Splitting the Gravitational Atom: Instabilities of Black Holes with Synchronized or Resonant Hair
Pith reviewed 2026-05-18 13:44 UTC · model grok-4.3
The pith
Black holes with synchronized bosonic hair eject their horizons from the scalar cloud in the very hairy regime.
A machine-rendered reading of the paper's core claim, the machinery that carries it, and where it could break.
Core claim
For black holes with synchronized bosonic hair in the very hairy regime, the horizon gets naturally ejected from the center of its scalar environment, and a similar dynamics occurs in black holes with resonant scalar hair albeit with a different fate.
What carries the argument
The very hairy regime of synchronized or resonant bosonic hair, in which a small black hole horizon sits inside a dominant scalar cloud and undergoes dynamical ejection.
Load-bearing premise
The initial data accurately represent genuine equilibrium solutions in the very hairy regime and the subsequent evolution contains no numerical artifacts that artificially produce the observed ejection.
What would settle it
A long-duration numerical evolution starting from a slightly perturbed very hairy synchronized-hair solution in which the horizon remains centered without ejection would falsify the instability.
Figures
read the original abstract
Black holes (BHs) with synchronized bosonic hair challenge the Kerr paradigm, linking superradiance from ultralight fields -- creating gravitational atoms -- to bosonic stars across parameter space. In the ''very hairy'' regime, where a small horizon lies inside a bosonic star containing most of the energy, they deviate sharply from Kerr, but their dynamics remain unexplored. We show that for such solutions the horizon gets naturally ejected from the center of its scalar environment, and observe a similar dynamics in a cousin model of BHs with resonant scalar hair, albeit with a different fate. This dynamical splitting is likely to be generic for sufficiently hairy BHs in the broader class of models with synchronized or resonant hair, but possible exceptions may exist.
Editorial analysis
A structured set of objections, weighed in public.
Referee Report
Summary. The paper numerically investigates the nonlinear dynamics of black holes with synchronized bosonic hair in the very hairy regime, where a small horizon sits inside a dominant bosonic star. Using 3+1 evolutions of the Einstein-Klein-Gordon system, it reports that the horizon is ejected from the center of the scalar environment. An analogous ejection is found in a resonant-hair cousin model, albeit with a different final state. The authors conclude that such splitting is likely generic for sufficiently hairy solutions in this broader class.

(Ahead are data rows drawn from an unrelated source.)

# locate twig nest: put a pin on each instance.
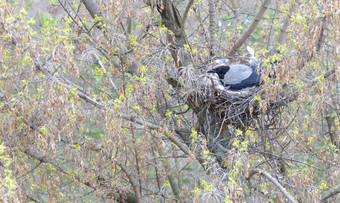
(233, 107)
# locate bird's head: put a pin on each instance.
(220, 70)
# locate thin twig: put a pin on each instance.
(273, 180)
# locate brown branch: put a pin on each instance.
(252, 27)
(330, 193)
(283, 32)
(212, 26)
(92, 8)
(274, 181)
(133, 183)
(185, 14)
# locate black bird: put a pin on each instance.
(238, 76)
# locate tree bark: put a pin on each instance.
(251, 29)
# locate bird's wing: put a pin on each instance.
(212, 78)
(237, 73)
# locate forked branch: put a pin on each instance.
(251, 29)
(273, 180)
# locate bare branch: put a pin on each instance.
(273, 180)
(134, 184)
(185, 14)
(331, 193)
(212, 26)
(252, 27)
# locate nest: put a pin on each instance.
(237, 108)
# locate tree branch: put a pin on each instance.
(134, 184)
(252, 27)
(330, 193)
(212, 26)
(273, 180)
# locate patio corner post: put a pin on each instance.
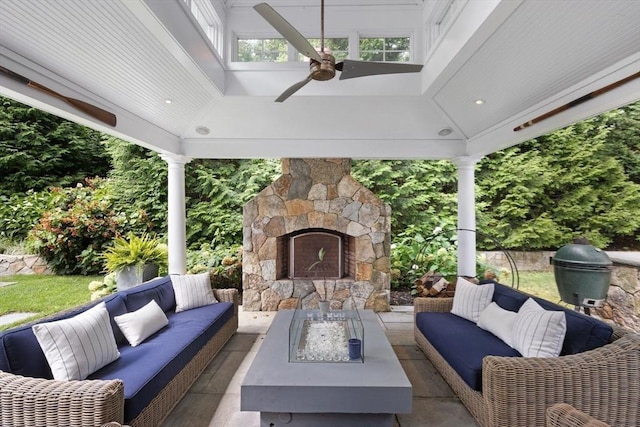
(177, 215)
(466, 215)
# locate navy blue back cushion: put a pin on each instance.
(20, 352)
(150, 366)
(159, 289)
(583, 332)
(462, 344)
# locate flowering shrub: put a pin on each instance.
(79, 226)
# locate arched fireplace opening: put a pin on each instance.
(298, 255)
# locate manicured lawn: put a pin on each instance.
(541, 284)
(43, 294)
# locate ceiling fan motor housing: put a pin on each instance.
(324, 70)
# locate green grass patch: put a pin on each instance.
(540, 284)
(43, 294)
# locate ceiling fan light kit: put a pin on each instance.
(322, 64)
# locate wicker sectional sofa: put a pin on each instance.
(139, 388)
(599, 378)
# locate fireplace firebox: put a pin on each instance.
(316, 234)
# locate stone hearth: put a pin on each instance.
(316, 204)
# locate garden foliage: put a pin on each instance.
(79, 225)
(583, 180)
(39, 150)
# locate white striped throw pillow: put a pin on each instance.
(78, 346)
(192, 290)
(470, 299)
(538, 332)
(139, 325)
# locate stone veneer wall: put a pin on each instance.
(622, 306)
(316, 193)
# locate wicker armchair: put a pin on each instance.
(565, 415)
(37, 402)
(518, 390)
(40, 402)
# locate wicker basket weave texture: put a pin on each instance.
(518, 390)
(36, 402)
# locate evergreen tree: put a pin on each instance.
(543, 193)
(39, 150)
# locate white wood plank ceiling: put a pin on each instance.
(522, 57)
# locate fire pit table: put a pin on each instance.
(368, 393)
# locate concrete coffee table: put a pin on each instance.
(326, 394)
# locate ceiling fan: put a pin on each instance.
(322, 64)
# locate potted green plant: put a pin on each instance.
(318, 266)
(135, 260)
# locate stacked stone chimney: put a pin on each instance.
(319, 200)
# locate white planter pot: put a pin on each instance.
(134, 275)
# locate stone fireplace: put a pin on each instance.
(316, 233)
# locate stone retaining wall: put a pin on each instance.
(623, 298)
(23, 264)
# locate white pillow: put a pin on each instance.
(192, 290)
(538, 332)
(78, 346)
(139, 325)
(470, 299)
(499, 322)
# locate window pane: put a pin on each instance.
(397, 43)
(391, 49)
(367, 44)
(262, 50)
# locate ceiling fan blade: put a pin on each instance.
(293, 89)
(287, 31)
(89, 109)
(352, 69)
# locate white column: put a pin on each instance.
(177, 215)
(466, 216)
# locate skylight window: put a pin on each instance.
(206, 16)
(263, 50)
(385, 49)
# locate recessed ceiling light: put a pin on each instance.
(202, 130)
(445, 131)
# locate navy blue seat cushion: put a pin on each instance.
(462, 344)
(159, 289)
(148, 368)
(20, 352)
(583, 332)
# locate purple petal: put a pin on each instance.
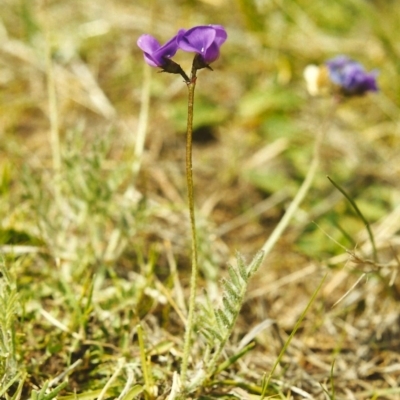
(351, 76)
(197, 39)
(155, 54)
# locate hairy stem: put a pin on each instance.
(189, 176)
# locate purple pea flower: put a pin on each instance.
(160, 56)
(205, 40)
(351, 76)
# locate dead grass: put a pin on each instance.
(94, 249)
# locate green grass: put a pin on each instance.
(94, 229)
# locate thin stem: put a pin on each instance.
(143, 121)
(189, 176)
(52, 98)
(360, 214)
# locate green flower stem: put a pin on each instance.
(189, 176)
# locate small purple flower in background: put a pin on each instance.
(205, 40)
(351, 76)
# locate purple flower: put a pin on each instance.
(205, 40)
(156, 55)
(351, 76)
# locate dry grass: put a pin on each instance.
(95, 241)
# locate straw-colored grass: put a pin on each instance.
(95, 234)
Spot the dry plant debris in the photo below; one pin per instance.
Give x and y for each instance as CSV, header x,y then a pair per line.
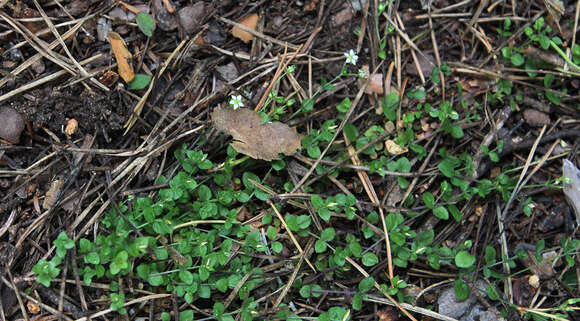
x,y
250,22
438,189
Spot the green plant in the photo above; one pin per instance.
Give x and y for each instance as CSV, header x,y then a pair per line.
x,y
48,270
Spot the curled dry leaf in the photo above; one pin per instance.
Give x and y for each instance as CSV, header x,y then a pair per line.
x,y
252,137
250,22
393,148
123,56
71,127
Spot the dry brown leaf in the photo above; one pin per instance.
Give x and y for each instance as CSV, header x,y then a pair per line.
x,y
393,148
252,138
555,12
250,22
123,56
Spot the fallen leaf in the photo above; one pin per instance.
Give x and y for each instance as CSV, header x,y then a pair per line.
x,y
71,127
250,22
123,56
252,137
555,12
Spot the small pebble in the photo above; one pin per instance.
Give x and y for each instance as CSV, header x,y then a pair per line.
x,y
11,124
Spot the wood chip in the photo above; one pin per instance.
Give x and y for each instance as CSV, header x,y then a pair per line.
x,y
250,21
123,56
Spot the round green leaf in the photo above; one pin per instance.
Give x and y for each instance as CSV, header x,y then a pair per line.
x,y
517,59
441,212
366,284
327,235
370,259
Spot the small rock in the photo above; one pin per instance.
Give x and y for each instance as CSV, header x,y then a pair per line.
x,y
11,124
425,62
451,307
536,118
479,314
191,17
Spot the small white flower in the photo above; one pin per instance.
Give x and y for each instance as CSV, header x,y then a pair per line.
x,y
351,57
236,101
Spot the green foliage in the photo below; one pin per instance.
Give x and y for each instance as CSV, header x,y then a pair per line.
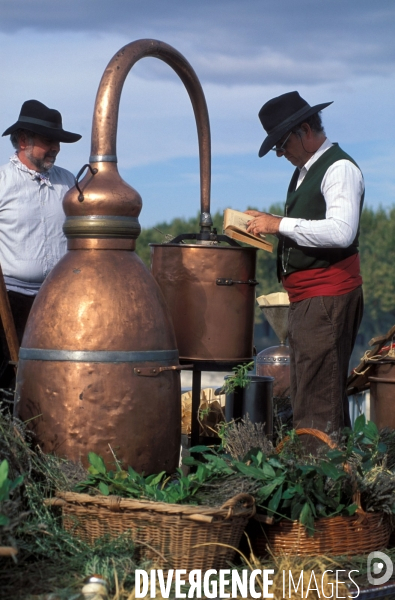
x,y
295,486
6,487
377,249
179,489
239,379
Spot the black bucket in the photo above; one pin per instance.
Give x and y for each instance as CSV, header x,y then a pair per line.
x,y
254,400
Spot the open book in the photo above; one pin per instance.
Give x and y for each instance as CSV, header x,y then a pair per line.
x,y
235,226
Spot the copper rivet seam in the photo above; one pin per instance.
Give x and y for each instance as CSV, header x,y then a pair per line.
x,y
165,357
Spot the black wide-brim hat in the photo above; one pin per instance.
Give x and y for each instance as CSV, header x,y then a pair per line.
x,y
279,115
37,117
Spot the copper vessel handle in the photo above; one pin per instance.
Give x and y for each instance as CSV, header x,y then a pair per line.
x,y
77,178
105,118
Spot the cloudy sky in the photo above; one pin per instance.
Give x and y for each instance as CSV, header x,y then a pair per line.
x,y
244,52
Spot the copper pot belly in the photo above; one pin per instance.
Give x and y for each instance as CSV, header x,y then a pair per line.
x,y
93,326
98,363
382,393
210,291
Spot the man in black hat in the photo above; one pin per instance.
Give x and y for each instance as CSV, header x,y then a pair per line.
x,y
31,212
317,258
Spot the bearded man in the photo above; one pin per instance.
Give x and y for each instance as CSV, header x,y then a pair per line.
x,y
31,212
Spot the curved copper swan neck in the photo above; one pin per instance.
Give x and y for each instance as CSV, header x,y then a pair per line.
x,y
105,119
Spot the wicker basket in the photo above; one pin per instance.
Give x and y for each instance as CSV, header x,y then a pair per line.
x,y
171,535
357,534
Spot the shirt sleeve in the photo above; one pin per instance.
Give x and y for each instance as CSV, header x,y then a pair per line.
x,y
342,188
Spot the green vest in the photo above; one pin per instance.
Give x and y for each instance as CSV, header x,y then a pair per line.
x,y
307,202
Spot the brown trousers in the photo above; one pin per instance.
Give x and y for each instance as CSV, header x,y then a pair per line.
x,y
322,333
20,308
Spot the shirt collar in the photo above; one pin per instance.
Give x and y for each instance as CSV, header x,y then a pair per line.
x,y
323,148
43,178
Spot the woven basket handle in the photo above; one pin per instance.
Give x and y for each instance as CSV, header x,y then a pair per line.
x,y
248,504
332,445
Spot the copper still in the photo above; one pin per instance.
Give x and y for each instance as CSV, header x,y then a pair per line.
x,y
275,361
208,281
210,290
382,390
99,364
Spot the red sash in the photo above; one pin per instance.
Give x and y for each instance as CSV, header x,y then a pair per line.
x,y
338,279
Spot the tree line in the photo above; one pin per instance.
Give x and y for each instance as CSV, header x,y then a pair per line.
x,y
377,251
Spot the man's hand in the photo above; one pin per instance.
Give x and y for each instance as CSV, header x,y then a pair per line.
x,y
262,223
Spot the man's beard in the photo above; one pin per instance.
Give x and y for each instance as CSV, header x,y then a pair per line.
x,y
41,164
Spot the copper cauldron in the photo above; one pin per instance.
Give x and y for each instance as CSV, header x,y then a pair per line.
x,y
98,367
210,291
382,392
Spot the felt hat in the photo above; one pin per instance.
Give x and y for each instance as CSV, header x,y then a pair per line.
x,y
279,115
37,117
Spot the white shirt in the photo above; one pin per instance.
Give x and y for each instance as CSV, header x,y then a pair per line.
x,y
342,188
31,220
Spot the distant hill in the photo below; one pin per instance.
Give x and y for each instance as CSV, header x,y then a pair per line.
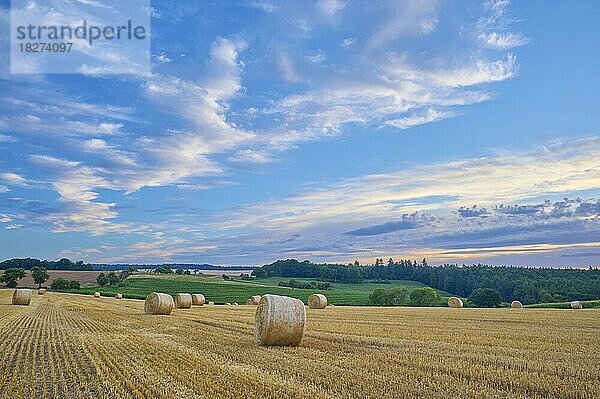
x,y
67,264
528,285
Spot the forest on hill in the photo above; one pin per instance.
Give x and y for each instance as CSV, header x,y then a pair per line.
x,y
528,285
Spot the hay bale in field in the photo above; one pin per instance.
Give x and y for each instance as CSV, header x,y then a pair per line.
x,y
254,300
317,301
198,299
279,321
22,296
159,303
183,301
516,304
455,302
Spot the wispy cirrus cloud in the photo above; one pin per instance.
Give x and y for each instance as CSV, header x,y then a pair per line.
x,y
503,177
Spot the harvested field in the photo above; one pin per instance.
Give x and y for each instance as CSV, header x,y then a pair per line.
x,y
63,346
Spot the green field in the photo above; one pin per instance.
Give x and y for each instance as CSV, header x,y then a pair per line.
x,y
215,289
565,305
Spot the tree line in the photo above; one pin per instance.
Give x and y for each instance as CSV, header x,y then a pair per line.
x,y
528,285
30,263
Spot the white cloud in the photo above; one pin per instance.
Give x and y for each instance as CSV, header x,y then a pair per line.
x,y
494,27
162,58
430,115
316,58
330,8
505,177
503,41
479,72
251,156
265,6
287,68
13,178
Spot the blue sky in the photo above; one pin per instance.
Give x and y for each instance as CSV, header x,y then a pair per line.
x,y
323,130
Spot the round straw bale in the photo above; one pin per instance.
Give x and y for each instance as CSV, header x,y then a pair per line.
x,y
254,299
22,296
158,303
198,299
183,301
317,301
455,302
279,321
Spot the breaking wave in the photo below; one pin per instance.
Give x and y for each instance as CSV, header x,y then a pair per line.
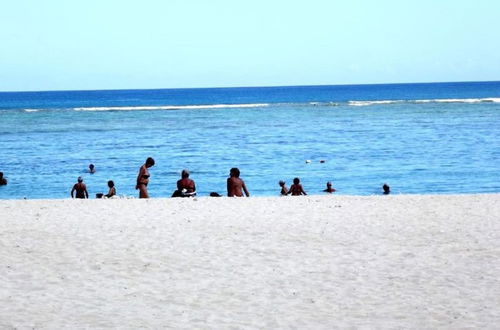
x,y
173,107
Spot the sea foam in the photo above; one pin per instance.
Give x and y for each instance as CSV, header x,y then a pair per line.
x,y
173,107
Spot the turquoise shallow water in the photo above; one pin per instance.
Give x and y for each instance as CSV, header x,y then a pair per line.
x,y
425,138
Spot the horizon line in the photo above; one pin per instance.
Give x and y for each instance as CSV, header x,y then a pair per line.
x,y
236,87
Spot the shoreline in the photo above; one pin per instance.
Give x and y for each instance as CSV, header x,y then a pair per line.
x,y
323,195
395,261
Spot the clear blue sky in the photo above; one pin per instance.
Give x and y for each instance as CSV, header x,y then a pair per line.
x,y
61,45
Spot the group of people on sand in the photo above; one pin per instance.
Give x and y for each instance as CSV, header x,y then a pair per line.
x,y
186,187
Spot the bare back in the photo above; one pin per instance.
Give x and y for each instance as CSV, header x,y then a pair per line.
x,y
236,187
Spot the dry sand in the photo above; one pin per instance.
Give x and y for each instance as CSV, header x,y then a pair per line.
x,y
314,262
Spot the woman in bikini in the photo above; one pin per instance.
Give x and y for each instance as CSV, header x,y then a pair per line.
x,y
143,178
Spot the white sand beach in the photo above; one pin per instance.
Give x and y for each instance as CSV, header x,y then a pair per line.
x,y
313,262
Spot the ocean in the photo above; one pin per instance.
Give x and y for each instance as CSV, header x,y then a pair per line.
x,y
429,138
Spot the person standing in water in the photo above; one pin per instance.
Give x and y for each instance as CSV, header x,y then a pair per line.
x,y
143,178
236,186
185,186
3,181
80,188
296,188
284,189
329,189
386,189
112,189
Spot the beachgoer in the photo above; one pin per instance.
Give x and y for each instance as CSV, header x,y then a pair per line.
x,y
386,188
329,189
296,188
3,181
112,189
185,186
143,178
236,186
80,188
284,189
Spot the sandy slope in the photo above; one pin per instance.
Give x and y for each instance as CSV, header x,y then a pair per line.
x,y
315,262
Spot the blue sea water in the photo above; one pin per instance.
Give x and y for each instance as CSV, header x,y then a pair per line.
x,y
419,138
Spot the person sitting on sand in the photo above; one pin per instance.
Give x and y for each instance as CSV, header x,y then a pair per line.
x,y
143,178
329,189
112,189
386,188
296,188
3,181
80,188
235,185
284,189
185,186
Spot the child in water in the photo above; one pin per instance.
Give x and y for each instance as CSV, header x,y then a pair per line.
x,y
329,189
112,189
284,189
296,188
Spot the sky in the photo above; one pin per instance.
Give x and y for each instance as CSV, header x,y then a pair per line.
x,y
108,44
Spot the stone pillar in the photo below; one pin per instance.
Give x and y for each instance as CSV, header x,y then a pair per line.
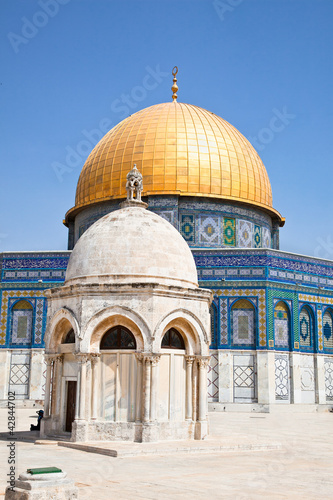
x,y
138,403
94,386
195,392
189,388
36,374
154,386
319,371
146,405
295,378
203,362
49,365
226,379
266,377
82,385
58,371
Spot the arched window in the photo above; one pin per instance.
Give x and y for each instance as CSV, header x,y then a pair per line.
x,y
173,340
21,324
281,326
69,338
328,329
213,324
243,323
306,329
118,338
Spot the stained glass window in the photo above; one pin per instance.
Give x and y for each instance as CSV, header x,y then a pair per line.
x,y
281,326
118,337
243,323
69,338
173,340
328,329
305,328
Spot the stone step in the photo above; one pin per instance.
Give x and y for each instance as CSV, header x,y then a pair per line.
x,y
139,449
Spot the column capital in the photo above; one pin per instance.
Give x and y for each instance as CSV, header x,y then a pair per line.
x,y
139,356
59,358
82,358
152,358
203,361
94,357
50,358
189,359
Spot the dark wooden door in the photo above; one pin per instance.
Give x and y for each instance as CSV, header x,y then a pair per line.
x,y
70,409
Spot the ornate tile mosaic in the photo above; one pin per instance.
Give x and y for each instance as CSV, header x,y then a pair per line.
x,y
224,321
281,325
244,233
290,297
329,379
10,296
266,237
327,328
306,329
250,293
256,236
187,228
243,332
281,377
229,232
39,317
209,230
21,327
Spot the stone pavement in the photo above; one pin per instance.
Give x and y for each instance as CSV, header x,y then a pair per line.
x,y
302,469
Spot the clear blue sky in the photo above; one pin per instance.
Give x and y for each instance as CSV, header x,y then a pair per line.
x,y
244,60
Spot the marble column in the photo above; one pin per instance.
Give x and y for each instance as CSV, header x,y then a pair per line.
x,y
203,362
59,365
189,389
94,386
82,385
154,386
146,406
138,403
49,365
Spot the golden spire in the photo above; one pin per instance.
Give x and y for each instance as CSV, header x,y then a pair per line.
x,y
174,87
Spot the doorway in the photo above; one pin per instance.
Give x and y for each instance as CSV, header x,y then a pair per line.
x,y
70,407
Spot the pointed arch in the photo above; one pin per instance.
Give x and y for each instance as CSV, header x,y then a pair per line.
x,y
282,325
328,328
58,327
306,328
243,323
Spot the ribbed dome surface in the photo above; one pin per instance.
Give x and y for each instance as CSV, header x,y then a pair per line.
x,y
179,149
132,245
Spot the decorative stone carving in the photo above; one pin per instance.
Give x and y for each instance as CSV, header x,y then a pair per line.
x,y
134,185
203,361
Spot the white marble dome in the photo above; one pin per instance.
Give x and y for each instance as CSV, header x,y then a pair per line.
x,y
132,245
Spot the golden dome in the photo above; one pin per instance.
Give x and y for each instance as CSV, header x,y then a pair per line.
x,y
179,149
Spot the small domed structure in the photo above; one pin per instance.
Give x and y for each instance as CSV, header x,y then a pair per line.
x,y
128,334
132,245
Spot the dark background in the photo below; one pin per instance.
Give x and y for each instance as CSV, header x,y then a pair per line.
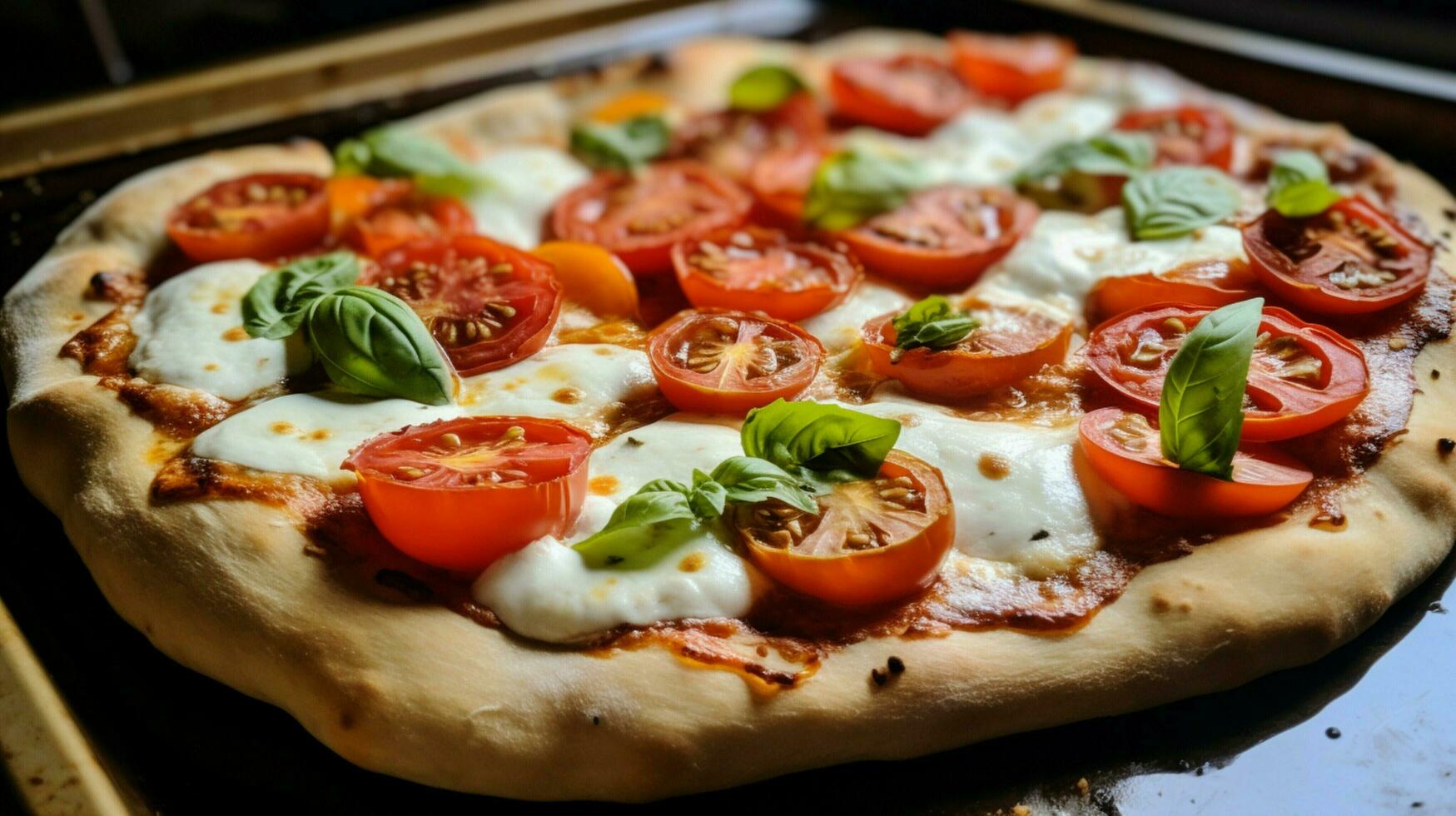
x,y
190,745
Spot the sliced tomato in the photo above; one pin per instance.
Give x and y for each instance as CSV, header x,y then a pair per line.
x,y
721,361
1012,67
641,216
1201,283
1347,260
1302,376
1185,136
872,540
261,216
462,493
944,236
487,303
1126,452
1009,343
910,93
763,270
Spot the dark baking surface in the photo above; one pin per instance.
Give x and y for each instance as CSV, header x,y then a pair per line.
x,y
1372,728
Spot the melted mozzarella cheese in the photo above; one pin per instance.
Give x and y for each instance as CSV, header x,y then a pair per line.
x,y
581,384
190,332
524,186
311,433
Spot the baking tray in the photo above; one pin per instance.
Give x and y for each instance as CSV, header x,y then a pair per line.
x,y
1370,728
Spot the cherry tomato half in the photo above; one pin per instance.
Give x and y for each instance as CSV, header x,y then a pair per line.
x,y
641,216
462,493
487,303
1302,376
1185,136
872,540
261,216
1349,260
762,270
719,361
1009,343
1011,67
1126,450
910,93
944,236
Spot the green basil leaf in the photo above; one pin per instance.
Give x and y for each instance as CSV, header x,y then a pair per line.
x,y
274,308
620,146
748,480
820,437
371,343
1201,410
763,87
1299,186
853,186
1175,202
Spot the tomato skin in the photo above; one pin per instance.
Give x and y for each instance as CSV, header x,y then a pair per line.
x,y
1011,67
957,262
1265,478
766,293
657,196
871,576
954,373
266,229
468,526
728,391
910,93
1286,408
1290,280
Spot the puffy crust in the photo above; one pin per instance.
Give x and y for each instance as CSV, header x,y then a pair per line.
x,y
425,694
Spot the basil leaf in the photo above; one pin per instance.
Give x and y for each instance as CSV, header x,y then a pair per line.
x,y
820,437
1201,410
620,146
748,480
853,186
274,308
375,344
763,87
1175,202
390,152
1299,186
931,324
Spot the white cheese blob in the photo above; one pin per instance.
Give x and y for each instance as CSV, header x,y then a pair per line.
x,y
190,332
583,384
309,433
524,186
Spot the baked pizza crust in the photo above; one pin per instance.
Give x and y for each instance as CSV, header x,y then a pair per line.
x,y
423,693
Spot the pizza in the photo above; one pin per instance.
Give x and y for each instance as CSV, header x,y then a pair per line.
x,y
752,410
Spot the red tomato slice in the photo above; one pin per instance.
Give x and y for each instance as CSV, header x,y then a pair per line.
x,y
872,541
1349,260
1185,136
1009,344
944,236
261,216
641,216
762,270
1126,450
912,93
1201,283
1302,376
462,493
1012,67
719,361
487,303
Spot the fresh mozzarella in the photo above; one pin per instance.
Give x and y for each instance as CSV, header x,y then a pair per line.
x,y
583,384
309,433
190,332
524,186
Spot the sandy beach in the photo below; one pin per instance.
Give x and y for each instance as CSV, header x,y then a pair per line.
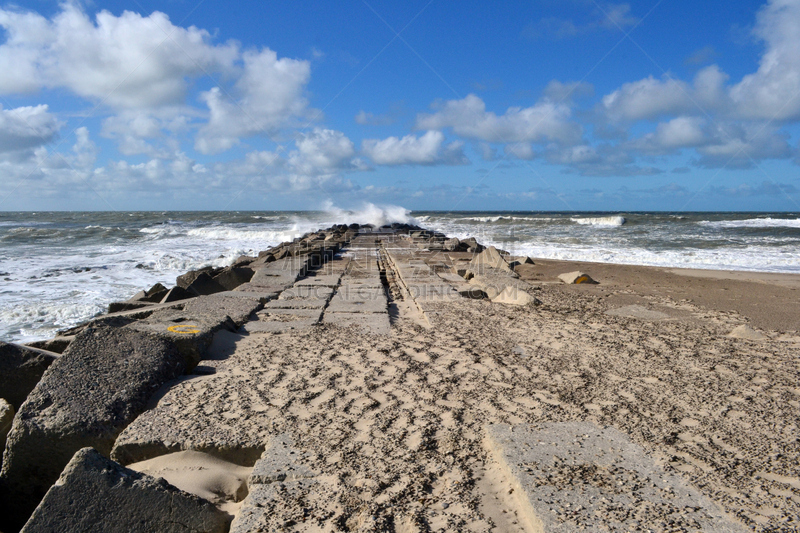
x,y
396,425
370,416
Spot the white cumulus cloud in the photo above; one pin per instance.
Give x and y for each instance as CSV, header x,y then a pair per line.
x,y
427,149
267,96
543,122
24,128
125,61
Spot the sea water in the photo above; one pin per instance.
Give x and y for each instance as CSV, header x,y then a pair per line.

Significance. If the reported ejection is physical, the result would be significant: it supplies the first direct evidence that very-hairy synchronized and resonant solutions are dynamically unstable, thereby linking stationary hairy black holes to their likely end-states and sharpening the connection between superradiance, bosonic stars, and the Kerr paradigm. The numerical approach yields concrete, falsifiable predictions for the timescale and morphology of the splitting.
major comments (1)
- Numerical Methods / Results sections: The central claim that the horizon is 'naturally ejected' rests on time evolutions of very-hairy initial data, yet no convergence tests with resolution, no histories of constraint violations, and no explicit verification that the initial time derivatives vanish to machine precision are presented. Without these diagnostics it remains possible that truncation or gauge errors seed the observed radial motion, undermining the physical interpretation of the instability.
Simulated Author's Rebuttal
We thank the referee for their careful reading of the manuscript and for highlighting the importance of numerical diagnostics. We address the major comment below and will incorporate the requested material in the revised version.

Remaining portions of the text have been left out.